What was it that the UK did on the 16th September 1992..?

...Leave the forerunner of the Euro, the ERM, because the rules coupled with the actions of our daft chancellor, meant that the British economy would inflate so rapidly that the Zimbabwe experience would look like a tea party, had they not reluctantly "rtd ht.".

What followed was a period of low inflation, strong growth, so much so, that it took a whole thirteen years of Labour misgovernment, to destroy it, and even then it took the US banking crisis to finally topple it.

I wonder if Germans have any memory of this?

hatfield girl said...

But the Bank of England's being doing all this and worse for years. If it's bad for Europe why isn't it equally bad for the UK?

Ian Hills said...

The Greeks have decided to resume their demands for wartime reparations. Apparently it's worth a damn sight more than their debts.

right_writes said...

@hatfield girl...

Agreed, but there is a difference, we have a government that is able to take whatever measures it and its financial advisors deem appropriate... (Whether that is good or bad, depends on opinion).

...Whereas, the countries that are bound together in the Eurozone, do not have that ability...

The result is that seventeen different nations, all with different ways of doing things are effectively paralysed, until something like Raedwald is commenting on happens, or until there is a single central government...presumably run by the Germans (and French in a very small way), to the exclusion of all of the rest.

Which is why the people in those countries are a little bit miffed with their respective "democratic" governments.

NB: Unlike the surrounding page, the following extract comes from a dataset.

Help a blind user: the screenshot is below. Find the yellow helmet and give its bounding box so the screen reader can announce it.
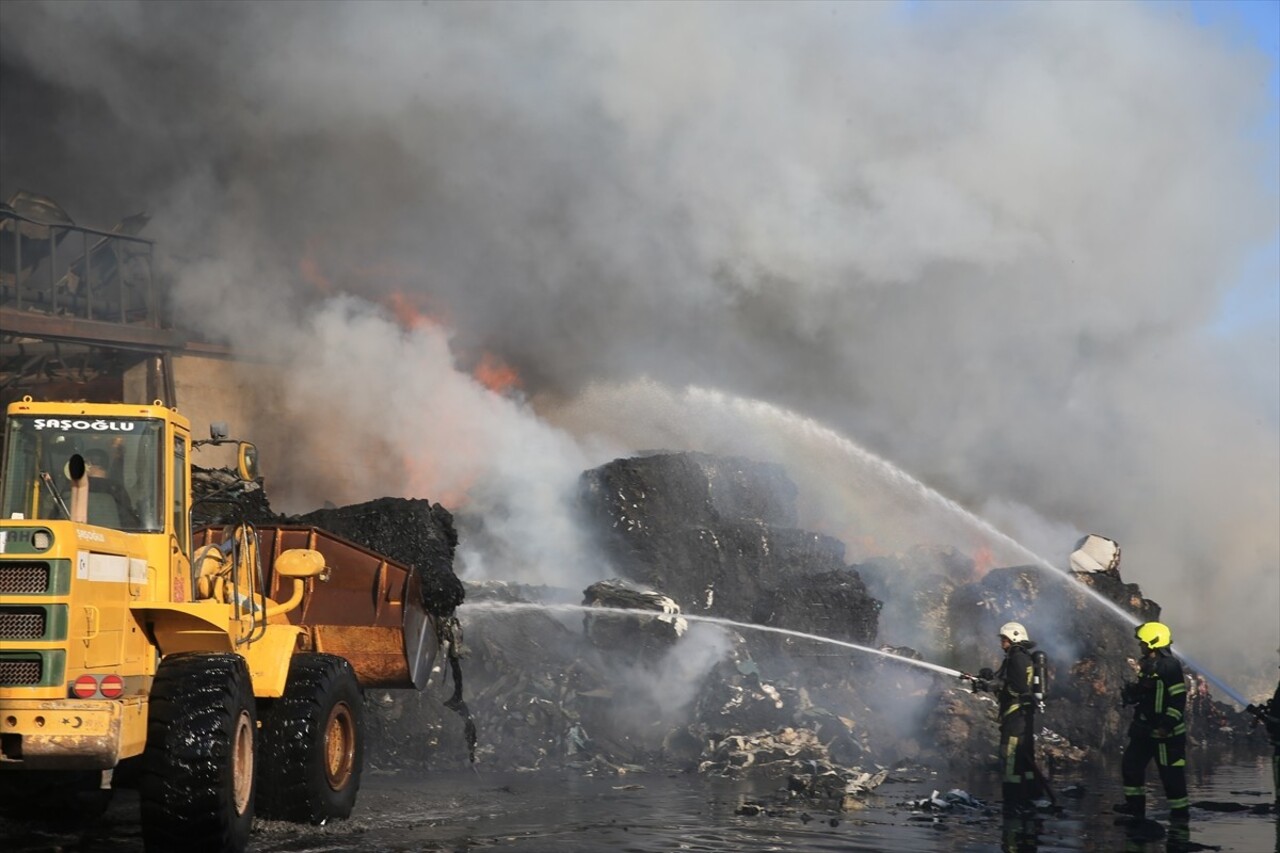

And why the European Commission, is jumping for joy at the manner in which this beneficial crisis is shaping up for them.

hatfield girl said...

I'm sure I saw Gordon Brown signing the Lisbon Treaty on the telly. The UK is supposed to have an independent central bank, and conform to the stability and growth pact requirements etc.

Are you telling me, Right, that the UK regards all that now as optional? Has it left the EU without mentioning it - the famous 'English goodbye", just slipped away?